As has been noted so many times with cryptocurrencies, all these virtual goods have value as long as someone wants to buy them from you. In the case of an online world that disappears or no longer has users, your virtual properties are worth as much as a ticket for a beer at a festival just one second after the festival ends. What used to be equivalent to a beer, is now just a wallpaper that no one is going to give you anything in return for ever again.

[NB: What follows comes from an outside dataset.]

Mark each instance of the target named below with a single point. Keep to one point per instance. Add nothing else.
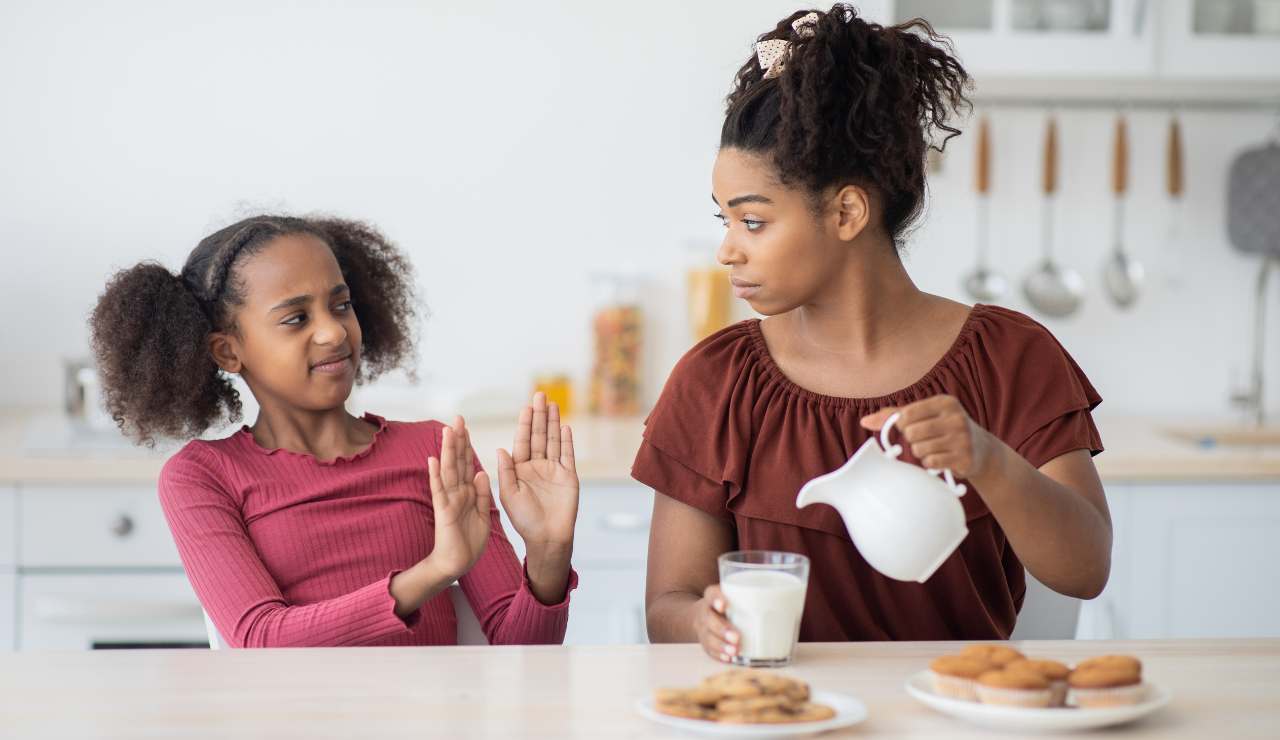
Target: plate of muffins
(999, 686)
(750, 703)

In the technology and entertainment market curious phenomena occur, things that become fashionable, it seems that they will last forever and suddenly they disappear. It happened with the famous polytones, a business that seemed solid until it simply disappeared (it continues residual in some African countries). In 2009 Avatar rediscovered movies in three dimensions and took them to a new level of quality, and began a fever for 3D televisions and 3D movies. It was taken for granted that this was the future of the image, and that there would be no going back. Millions of people bought a 3D television, and the movie world quickly turned to release the next blockbusters with 3D versions, making hastily (literally) nauseating adaptations. They were even quick to adapt television broadcasts for this new market out of nowhere. The 2010 World Cup was broadcast in 3D. The three-dimensional craze lasted until more or less early 2012, when it just faded. The 2014 World Cup was broadcast only in 2D. Fortunately, all those 3D televisions could also be viewed normally.
Shortly after this second coming of 3D (the first was in the 80s, with two-color glasses) came the second attempt at virtual reality, with the announcement of the Oculus Rift device in 2012 and its first viable prototype in 2013. I supposed that this time virtual reality glasses were here to stay and change everything, but they have simply become normalized as a technology or minority option, without disappearing as a fiasco as it did in the 90s, but neither without revolutionizing entertainment. They had a peak moment and millions of devices were sold around 2016 and 2017, but those times have already passed … Until the good metaverse arrives and they come back again?
In the world of video games during the last 20 years there have been other notable microbubbles that were going to change everything forever and they did not, or that they were going to like forever and stopped liking out of fatigue. Like in the hula hoop movieThe big jump), there was a time when it seemed like we were all going to play the console like the Wii forever, the Xbox’s Kinect would change the way we interact with television and games, and everyone would continue to play every weekend to play the plastic instruments of Guitar Hero. And let’s not talk about the Facebook farm, Angry Birds or Candy Crush. All of this ended up going out of style, as when millions of Spaniards said non-stop “What’s up neng”For a few months in 2005 and one happy day they stopped doing it forever.
Ultimately, this reincarnation of metaverses may change the way human beings socialize forever, or it may simply be a series of products that will go out of style in two or three years, causing a few to earn money along the way. and many others lose it. I am more inclined to the latter, or perhaps to a middle ground: other better virtual worlds will come out that people want to try, abandoning the ones that are now in fashion. More or less like it happens with online video games, in fact. Perhaps the third or fourth version of the idea, back in 2035 or 2050, does manage to resemble what was seen in Ready Player One and stay forever.